Predictive dialing uses statistics to reduce both of these sources of delay. By observing what proportion of people are answering the phone, a predictive dialer dials multiple numbers every time someone becomes available. So if one 1 out of 4 people is picking up, the dialer will dial somewhere around 4 lines when a caller is available. Additionally, it will start dialing even before a caller is done with a phone call. If a typical call lasts 100 seconds and it takes people about 10 seconds to answer the phone, the dialer will start dialing at around 90 seconds.

All of this math is a gross simplification, but it gives you an idea of the advantages of predictive dialing. It should also give you a hint about the shortcomings: if the dialer guesses wrong and somebody picks up the phone unexpectedly, there will be no caller available to talk with them. These are called "abandoned" or "nuisance" calls. That's why, when you're calling a very valuable list (such as donors), it's often better to use a preview dialer that only dials a single line after you've finished your last call.

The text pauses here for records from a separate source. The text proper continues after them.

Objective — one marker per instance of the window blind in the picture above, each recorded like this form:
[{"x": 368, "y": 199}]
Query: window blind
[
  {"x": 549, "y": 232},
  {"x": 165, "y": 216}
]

This math also hints at when predictive dialers are most effective. The law of averages states that any chance error gets smaller as the sample size increases, so the more people using a dialer, the more efficient it is. Similarly, the less variation there is in the lengths of the phone calls, the more accurately the dialer can predict when to make the next dials.

Impact Dialing is doing a lot of research into pushing the limits of predictive dialer efficiency, as well as even making preview dialing faster. This research is under wraps until we get it hammered out and patented, but I can't wait to share what we're working on.